After traipsing around Canterbury today a coffee was needed (although we had started off our visit with a coffee from The Goods Shed, a farmers market next to Canterbury West Station)

I had been tipped off about Karl's from Twitter and had to pay it a visit.

Karl's is not just a cafe, but a wine shop and purveyor of artisanal foods.

Taking up a fair amount of space on the counter was a 3 group La Spaziale and an Anfim grinder.

The work area was immaculate (as though a coffee hadn't been made all day) so well done team!

We ordered a flat white and a cappuccino (both to go - as we were short of time and had more places to explore) which were well made, with well textured milk for both drinks.

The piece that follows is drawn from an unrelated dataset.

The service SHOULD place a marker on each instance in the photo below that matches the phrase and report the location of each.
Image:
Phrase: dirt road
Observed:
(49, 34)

I didn't ask which bean they were using but there were several available on the menu, and could also be purchased either wholebean or ground to order (there was a bag grinder near the till(

The staff were friendly and the drinks very tasty and well made.

I'll pop back to Karl's for another visit when we come back.

Canterbury is a great day out with so much to see and do and a rather funky shopping area, keeping apart the high street chains from the rustic feel of the old town (near the precincts surrounding the Cathedral)

There are other cafes which have also been recomnmended too, such as Cathedral Deli (17B Burford) which we will try and visit when in the area next.

Additionally, a CFUK member Anthony O works (or used to) at Starbucks. I didn't have a chance to pop in and check.


----------



## collin1061 (Jul 1, 2010)

useful information for me, gonna go to Canterbury tomorrow, lol, thanks for the post, know where to have a drink now : P


----------